In 2011, Davis' step-brother Mike Lang approached sports channel ESPN with similar accusations against Fine. Following the revelations by a second victim, the Syracuse University fired Fine and set up a special commission with the Syracuse board of trustees to investigate in the case.
The commission released its 52-page document last week concluding that the steps taken by the university were appropriate but not perfect. The commission stated that the university officials should have approached the police after learning about the case back in 2005, reported Reuters.
"At a minimum, making that report would have protected the University from criticism that it failed to contact law enforcement out of a desire to protect Bernie Fine or the Men's Basketball program," Reuters reported quoting commission's statement.
"If they turned out to be true, then the failure to have approached law enforcement at best exposed the University to harsh criticism, and at worst allowed a child molester to remain in place in the community without being called to account," the report said.
Lashing out at the commission's report, Allred said that the report does not condemn the Syracuse University for conducting a biased probe as their investigation was done by their longtime law firm.
"The issue should not have been whether or not the molestations were substantiated but rather whether or not they occurred," Associated Press quoted Allred as saying.

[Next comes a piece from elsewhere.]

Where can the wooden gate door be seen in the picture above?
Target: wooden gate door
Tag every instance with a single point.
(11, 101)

"Few cases of childhood sexual abuse can be 'substantiated' because by their very nature these events occur in private under circumstances where there cannot be substantiation, often because the victims are afraid or ashamed to speak out until years after the fact," she added.
Allred also mentioned that the report did not point out the fault by university staffs who were interviewed during the probe in 2005 that they failed to report the allegations to the board of trustees.